Glina Sidney, Roehrborn Claus G, Esen Adil, Plekhanov Alexey, Sorsaburu Sebastian, Henneges Carsten, Büttner Hartwig, Viktrup Lars
Instituto H. Ellis, São Paulo, Brazil; Department of Urology, Ipiranga Hospital, São Paulo, Brazil.
J Sex Med. 2015 Jan;12(1):129-38. doi: 10.1111/jsm.12714. Epub 2014 Oct 29.
Tadalafil (TAD) 5 mg coadministered with finasteride (FIN) 5 mg significantly improves lower urinary tract symptoms (LUTS) in men with benign prostatic hyperplasia (BPH) and prostatic enlargement. However, its effects on erectile/sexual function have yet to be fully described.
Assess the effects of TAD/FIN coadministration (compared with placebo [PBO]/FIN) on erectile and sexual function in sexually active men with LUTS and prostatic enlargement secondary to BPH with or without baseline comorbid erectile dysfunction (ED).
A randomized, double-blind, PBO-controlled study of 695 men (610 sexually active; 450 with baseline ED; 404 sexually active with baseline ED) conducted at 70 sites in 13 countries. TAD 5 mg or PBO once daily coadministered with FIN 5 mg once daily for 26 weeks.
International Index of Erectile Function (IIEF) domain and single-item scores; proportions of patients who demonstrated minimal clinically important differences (MCIDs) in IIEF-Erectile Function domain scores (IIEF-EF; MCID defined as ≥4-point improvement); and sexual dysfunction adverse events (AEs).
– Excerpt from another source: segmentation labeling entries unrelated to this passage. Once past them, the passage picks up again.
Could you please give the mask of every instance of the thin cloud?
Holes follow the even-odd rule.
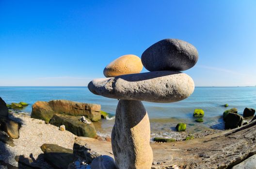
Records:
[[[225,73],[230,73],[230,74],[234,74],[236,75],[240,75],[240,76],[252,76],[251,74],[241,73],[239,72],[235,71],[232,70],[229,70],[227,69],[221,68],[208,66],[205,66],[205,65],[198,65],[197,67],[198,68],[203,68],[203,69],[206,69],[210,70],[215,70],[222,71],[222,72],[224,72]]]

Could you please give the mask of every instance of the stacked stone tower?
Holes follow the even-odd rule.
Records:
[[[132,55],[114,60],[104,69],[106,78],[89,84],[94,94],[120,99],[111,139],[119,169],[151,168],[150,126],[141,101],[169,103],[190,96],[194,82],[180,71],[192,67],[198,56],[196,49],[187,42],[164,39],[147,49],[141,61]],[[140,73],[142,62],[150,72]]]

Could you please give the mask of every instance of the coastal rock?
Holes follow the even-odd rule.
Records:
[[[108,65],[105,68],[103,73],[106,77],[139,73],[143,68],[140,57],[136,55],[127,55],[118,57]]]
[[[247,108],[244,109],[243,111],[243,116],[244,117],[247,117],[252,116],[255,113],[255,109]]]
[[[150,126],[142,102],[120,100],[112,130],[112,149],[119,169],[150,169]]]
[[[0,116],[8,117],[8,113],[9,112],[7,107],[6,106],[6,103],[0,97]]]
[[[57,127],[64,125],[66,130],[78,136],[96,138],[97,135],[94,124],[83,123],[79,120],[80,119],[79,116],[55,114],[52,116],[50,123]],[[87,120],[91,122],[89,119]]]
[[[21,104],[17,103],[12,103],[11,106],[12,106],[12,109],[22,109],[23,108]]]
[[[95,79],[88,87],[96,95],[110,98],[168,103],[188,98],[194,85],[185,73],[159,71]]]
[[[227,115],[230,113],[237,113],[238,110],[237,108],[232,108],[230,109],[227,110],[225,112],[224,112],[224,113],[223,113],[223,120],[224,120],[224,121],[225,121],[225,118]]]
[[[46,101],[38,101],[32,105],[31,117],[44,120],[48,124],[55,113]]]
[[[187,125],[185,123],[179,123],[176,126],[177,131],[184,131],[186,130]]]
[[[44,144],[41,146],[44,158],[55,168],[66,169],[73,162],[73,150],[54,144]]]
[[[141,58],[143,66],[150,71],[183,71],[195,65],[198,53],[194,46],[186,42],[166,39],[147,48]]]
[[[243,118],[240,115],[230,113],[225,118],[225,128],[226,129],[232,129],[238,127],[242,126]]]
[[[54,114],[85,116],[93,121],[100,119],[100,105],[65,100],[37,101],[32,106],[31,117],[48,123]]]
[[[193,116],[195,117],[203,117],[205,115],[205,112],[202,109],[195,109]]]
[[[91,167],[92,169],[117,169],[113,158],[108,155],[101,155],[95,158]]]
[[[234,166],[232,169],[256,169],[256,155],[254,155]]]
[[[88,137],[78,137],[75,140],[73,149],[75,158],[85,160],[87,164],[101,155],[113,157],[109,142]]]
[[[13,139],[18,139],[20,125],[7,118],[0,118],[0,129],[5,132]]]

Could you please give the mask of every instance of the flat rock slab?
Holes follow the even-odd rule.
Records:
[[[158,71],[95,79],[88,87],[96,95],[110,98],[168,103],[188,98],[194,84],[184,73]]]
[[[151,143],[154,162],[151,169],[230,168],[256,154],[256,121],[242,127],[186,141]],[[83,138],[99,154],[112,154],[111,143]],[[101,144],[104,142],[104,144]],[[102,153],[102,154],[101,154]]]

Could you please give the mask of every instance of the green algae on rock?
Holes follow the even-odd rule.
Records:
[[[177,131],[184,131],[186,130],[187,125],[185,123],[179,123],[176,126],[176,128]]]
[[[196,119],[196,120],[195,120],[195,121],[197,122],[201,123],[204,122],[204,120],[202,118],[199,118]]]
[[[154,138],[153,141],[156,142],[167,142],[176,141],[176,140],[175,139],[167,139],[162,137],[155,137]]]
[[[194,111],[193,116],[195,117],[203,117],[205,115],[205,112],[203,109],[196,109]]]

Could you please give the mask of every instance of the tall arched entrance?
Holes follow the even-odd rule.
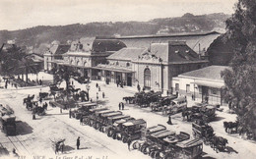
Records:
[[[146,89],[151,89],[151,70],[149,68],[144,70],[144,86]]]

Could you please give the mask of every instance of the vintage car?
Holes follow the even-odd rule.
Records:
[[[16,135],[16,116],[14,114],[0,115],[0,128],[6,135]]]
[[[82,102],[82,103],[77,103],[77,107],[74,108],[71,111],[71,116],[76,119],[80,119],[83,116],[88,116],[90,115],[90,109],[96,108],[96,103],[91,103],[91,102]]]

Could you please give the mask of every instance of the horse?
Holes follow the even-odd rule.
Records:
[[[236,122],[224,122],[224,131],[227,133],[230,133],[232,129],[235,129],[235,132],[237,132],[239,123]]]
[[[213,147],[217,153],[218,153],[218,150],[220,150],[220,149],[224,150],[225,144],[228,144],[228,141],[226,138],[224,138],[222,136],[217,136],[217,135],[214,135],[210,139],[210,141],[211,141],[211,147]]]
[[[35,107],[34,111],[37,115],[41,116],[45,114],[45,108],[42,107]]]

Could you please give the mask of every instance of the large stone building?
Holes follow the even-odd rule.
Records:
[[[149,48],[127,47],[106,59],[106,64],[96,67],[101,71],[101,80],[134,86],[140,84],[164,93],[172,91],[173,77],[208,65],[208,61],[200,59],[185,41],[152,43]]]
[[[208,32],[83,38],[72,42],[61,58],[44,54],[44,69],[53,63],[107,83],[173,92],[173,77],[208,66],[206,50],[218,36]]]
[[[172,79],[175,92],[192,97],[198,102],[208,100],[210,104],[224,104],[223,88],[224,87],[222,71],[229,69],[224,66],[209,66],[187,72]]]
[[[186,41],[186,44],[197,54],[208,56],[207,49],[211,43],[219,37],[221,33],[197,32],[197,33],[173,33],[164,35],[134,35],[134,36],[116,36],[103,37],[97,36],[98,39],[118,39],[123,41],[127,47],[150,47],[151,43],[166,43],[168,41]]]
[[[46,57],[55,57],[51,63],[56,66],[73,67],[81,76],[97,80],[99,71],[95,69],[97,64],[106,63],[106,57],[115,51],[126,47],[117,39],[95,39],[84,38],[83,40],[73,41],[70,48],[63,54],[62,58],[56,59],[52,54],[44,54]],[[46,58],[45,57],[45,58]]]
[[[62,55],[68,52],[70,45],[52,43],[49,49],[43,54],[44,71],[50,72],[56,67],[56,62],[63,60]]]

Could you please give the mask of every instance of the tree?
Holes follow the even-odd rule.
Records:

Compared with PBO/FIN, TAD/FIN resulted in improvements for all IIEF domain and single-item scores assessed among patients with baseline ED (P ≤ 0.002 for all measures) and among patients without baseline ED (P ≤ 0.041 for all measures). Compared with PBO/FIN, significantly larger percentages of sexually active men with baseline ED treated with TAD/FIN achieved an IIEF-EF MCID after 4, 12, and 26 weeks of therapy (P < 0.001 for odds ratio comparisons between TAD/FIN and PBO/FIN at all 3 three postbaseline timepoints). The incidence of sexual AEs was low: five TAD/FIN patients and seven PBO/FIN patients reported sexual AEs, including ED, decreased/lost libido, and ejaculation disorders.
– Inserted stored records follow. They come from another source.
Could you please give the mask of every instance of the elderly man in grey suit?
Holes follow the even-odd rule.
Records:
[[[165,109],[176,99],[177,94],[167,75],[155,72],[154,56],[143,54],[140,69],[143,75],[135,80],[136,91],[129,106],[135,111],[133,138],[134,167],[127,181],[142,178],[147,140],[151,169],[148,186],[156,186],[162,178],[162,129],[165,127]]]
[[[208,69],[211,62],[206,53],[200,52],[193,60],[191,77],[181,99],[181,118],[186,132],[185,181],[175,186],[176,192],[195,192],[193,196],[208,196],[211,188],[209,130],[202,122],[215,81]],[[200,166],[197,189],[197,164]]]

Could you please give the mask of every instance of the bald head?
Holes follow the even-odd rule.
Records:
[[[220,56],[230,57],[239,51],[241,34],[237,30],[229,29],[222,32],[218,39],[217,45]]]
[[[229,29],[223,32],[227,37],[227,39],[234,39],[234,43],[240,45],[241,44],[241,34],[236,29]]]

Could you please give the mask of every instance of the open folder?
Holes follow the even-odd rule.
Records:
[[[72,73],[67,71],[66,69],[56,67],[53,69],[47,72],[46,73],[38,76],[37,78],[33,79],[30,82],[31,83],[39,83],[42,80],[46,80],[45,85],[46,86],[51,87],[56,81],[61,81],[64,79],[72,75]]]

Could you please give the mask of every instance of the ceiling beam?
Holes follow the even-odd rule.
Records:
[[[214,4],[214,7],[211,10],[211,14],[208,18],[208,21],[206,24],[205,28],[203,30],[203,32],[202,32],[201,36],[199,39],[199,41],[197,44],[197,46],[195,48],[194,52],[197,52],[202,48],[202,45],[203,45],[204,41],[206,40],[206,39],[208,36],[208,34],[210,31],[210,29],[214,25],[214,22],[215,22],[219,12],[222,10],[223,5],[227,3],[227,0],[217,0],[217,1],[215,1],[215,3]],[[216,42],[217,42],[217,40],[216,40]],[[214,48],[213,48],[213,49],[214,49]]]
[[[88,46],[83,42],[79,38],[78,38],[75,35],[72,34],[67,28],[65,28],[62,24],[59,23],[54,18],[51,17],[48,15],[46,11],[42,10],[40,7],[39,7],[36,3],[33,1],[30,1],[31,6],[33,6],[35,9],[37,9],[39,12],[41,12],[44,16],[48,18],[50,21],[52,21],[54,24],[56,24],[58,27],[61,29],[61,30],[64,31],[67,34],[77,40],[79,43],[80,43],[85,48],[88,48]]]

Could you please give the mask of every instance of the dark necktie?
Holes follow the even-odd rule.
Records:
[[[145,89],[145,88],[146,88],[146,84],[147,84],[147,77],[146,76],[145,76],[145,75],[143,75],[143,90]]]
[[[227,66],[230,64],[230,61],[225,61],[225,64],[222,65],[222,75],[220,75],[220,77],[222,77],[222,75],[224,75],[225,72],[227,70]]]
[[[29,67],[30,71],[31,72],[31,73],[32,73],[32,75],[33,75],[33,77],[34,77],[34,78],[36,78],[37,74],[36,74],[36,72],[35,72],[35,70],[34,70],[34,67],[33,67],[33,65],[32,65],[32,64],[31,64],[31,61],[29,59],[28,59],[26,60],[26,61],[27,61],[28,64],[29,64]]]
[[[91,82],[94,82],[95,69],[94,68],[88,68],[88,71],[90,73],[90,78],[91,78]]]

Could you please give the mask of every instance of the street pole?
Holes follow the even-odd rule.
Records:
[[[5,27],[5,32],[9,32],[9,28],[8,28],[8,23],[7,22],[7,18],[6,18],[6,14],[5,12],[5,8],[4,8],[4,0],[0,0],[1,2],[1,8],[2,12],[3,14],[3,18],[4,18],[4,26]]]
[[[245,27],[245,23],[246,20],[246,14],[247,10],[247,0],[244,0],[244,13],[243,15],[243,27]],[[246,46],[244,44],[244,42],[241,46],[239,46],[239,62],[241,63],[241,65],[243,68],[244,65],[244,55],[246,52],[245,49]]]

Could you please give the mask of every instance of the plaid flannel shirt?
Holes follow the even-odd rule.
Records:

TAD/FIN coadministration for the treatment of men with LUTS and prostatic enlargement secondary to BPH concurrently leads to statistically significant improvements in erectile/sexual function and is well-tolerated, regardless of the presence/absence of ED at treatment initiation.
他达拉非(TAD)5毫克与非那雄胺(FIN)5毫克联合使用可显著改善良性前列腺增生(BPH)和前列腺肿大男性的下尿路症状(LUTS)。然而,其对勃起/性功能的影响尚未得到充分描述。
评估TAD/FIN联合用药(与安慰剂[PBO]/FIN相比)对患有LUTS且继发于BPH伴或不伴基线合并勃起功能障碍(ED)的性活跃男性勃起和性功能的影响。
在13个国家的70个地点对695名男性进行了一项随机、双盲、PBO对照研究(610名性活跃;450名有基线ED;404名性活跃且有基线ED)。TAD 5毫克或PBO每日一次与FIN 5毫克每日一次联合使用,持续26周。
国际勃起功能指数(IIEF)领域和单项评分;在IIEF勃起功能领域评分(IIEF-EF;最小临床重要差异[MCID]定义为改善≥4分)中显示出最小临床重要差异的患者比例;以及性功能障碍不良事件(AE)。
与PBO/FIN相比,TAD/FIN使基线ED患者(所有测量指标P≤0.002)和无基线ED患者(所有测量指标P≤0.041)中评估的所有IIEF领域和单项评分均有所改善。与PBO/FIN相比,接受TAD/FIN治疗的有基线ED的性活跃男性在治疗4、12和26周后达到IIEF-EF MCID的百分比显著更高(在所有3个基线后时间点,TAD/FIN与PBO/FIN的优势比比较P<0.001)。性AE的发生率较低:5名TAD/FIN患者和7名PBO/FIN患者报告了性AE,包括ED、性欲减退/丧失和射精障碍。
TAD/FIN联合用药治疗继发于BPH的LUTS和前列腺肿大男性,无论治疗开始时是否存在ED,均可在统计学上显著改善勃起/性功能,且耐受性良好。